Together, they organized a neighborhood clean-up exercise named the Hope and Energy project, a short-term solution that raised awareness and induced action toward long-term policy change. The promotores facilitated meetings with local city council members and city staff and the project grew into an advocacy campaign to dedicate transportation funding to modifying street infrastructure to promote physical activity (cycling, walking, and public transit). The resident groups provided public comment during City Council meetings, met with City engineers and with councilmembers. By establishing these relationships with key decision makers, they were able to redirect funding to their neighborhood for sidewalk and bike lane improvements.

Lessons Learned 

  • Convincing people that community members can transform from passive recipients of services to guiding leaders for change is one of the most significant challenges. This transformation challenges decision-making processes and the role that promotores play within the organization.
  • Peer-to-peer support between supervisors and promotores facilitate the process, acknowledging the experiences and knowledge in a co-training approach.
  • This new strategy should be integrated into an organization’s current focus, rather than disregarding the reputation of trust that has been created with each organization’s community.
  • Promotores and supervisors require constant accompaniment through a process that entails a shift in the overall approach to achieve health equity- going from service providers to advocates.
  • To decentralize leadership and center the most vulnerable sectors in decision making processes, organizations need to build the capacity of promotores to identify and promote leaders in their communities.  

Sustainability and Scale-up:The model places promotores in positions where they can incorporate on-the-ground lessons into organizational solutions and allows cross-trainings internally with supervisors and externally with partners. A next step in implementation of the model will be to create new opportunities to expand learning and galvanize higher-level action and change through increased collaboration with multi-sectoral stakeholders as outlined in the Healthy Cities Framework. Ultimately, implementation of this model beyond the community level (i.e. county, state level) could further address the root causes of health disparities.

Sources

1 Commission on Social Determinants of Health. Final Report of the Commission on Social Determinants of Health. World Health Organization; Geneva, Switzerland: 2008. Closing the Gap in a Generation: Health Equity through Action on the Social Determinants of Health.

2 Balcazar, H., Rosenthal, E. L., Brownstein, J. N., Rush, C. H., Matos, S., & Hernandez, L. (2011).

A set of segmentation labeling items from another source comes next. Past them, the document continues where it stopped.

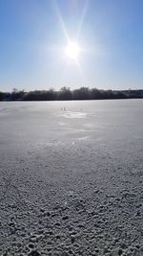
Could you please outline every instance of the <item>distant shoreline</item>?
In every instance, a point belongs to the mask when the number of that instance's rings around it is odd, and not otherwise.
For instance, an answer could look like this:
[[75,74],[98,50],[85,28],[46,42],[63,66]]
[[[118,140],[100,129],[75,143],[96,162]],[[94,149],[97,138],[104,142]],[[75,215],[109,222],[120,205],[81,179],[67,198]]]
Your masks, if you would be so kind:
[[63,87],[60,90],[34,90],[26,92],[13,89],[12,92],[0,92],[0,102],[12,101],[89,101],[89,100],[121,100],[143,99],[143,90],[100,90],[97,88],[81,87],[71,90]]

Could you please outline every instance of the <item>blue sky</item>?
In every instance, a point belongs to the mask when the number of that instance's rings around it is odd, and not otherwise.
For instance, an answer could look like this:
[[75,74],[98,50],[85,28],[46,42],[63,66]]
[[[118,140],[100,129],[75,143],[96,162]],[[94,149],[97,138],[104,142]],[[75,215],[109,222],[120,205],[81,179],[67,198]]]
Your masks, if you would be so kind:
[[0,90],[143,89],[142,13],[142,0],[0,0]]

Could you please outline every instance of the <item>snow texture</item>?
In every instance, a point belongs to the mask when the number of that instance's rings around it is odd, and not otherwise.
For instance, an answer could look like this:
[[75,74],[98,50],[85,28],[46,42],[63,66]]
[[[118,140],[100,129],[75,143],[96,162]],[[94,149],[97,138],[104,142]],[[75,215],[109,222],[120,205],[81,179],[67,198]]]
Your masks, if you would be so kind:
[[0,255],[143,255],[143,101],[0,103]]

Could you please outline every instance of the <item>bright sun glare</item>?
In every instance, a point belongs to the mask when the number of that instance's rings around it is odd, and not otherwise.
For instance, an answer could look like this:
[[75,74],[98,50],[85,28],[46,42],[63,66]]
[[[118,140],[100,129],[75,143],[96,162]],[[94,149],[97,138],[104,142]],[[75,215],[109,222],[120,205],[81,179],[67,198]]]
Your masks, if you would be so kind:
[[81,49],[75,42],[70,41],[65,49],[66,56],[73,60],[77,60]]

Community Health Workers Can Be a Public Health Force for Change in the United States: Three Actions for a New Paradigm. American Journal of Public Health, 101(12), 2199–2203. http://doi.org/10.2105/AJPH.2011.300386

3 World Health Organization (2018). Healthy Cities. Retrieved from http://www.wpro.who.int/health_promotion/about/healthy_cities/en/

4 PolicyLink (2018). Counting a Diverse Nation: Disaggregating Data on Race and Ethnicity to Advance a Culture of Health.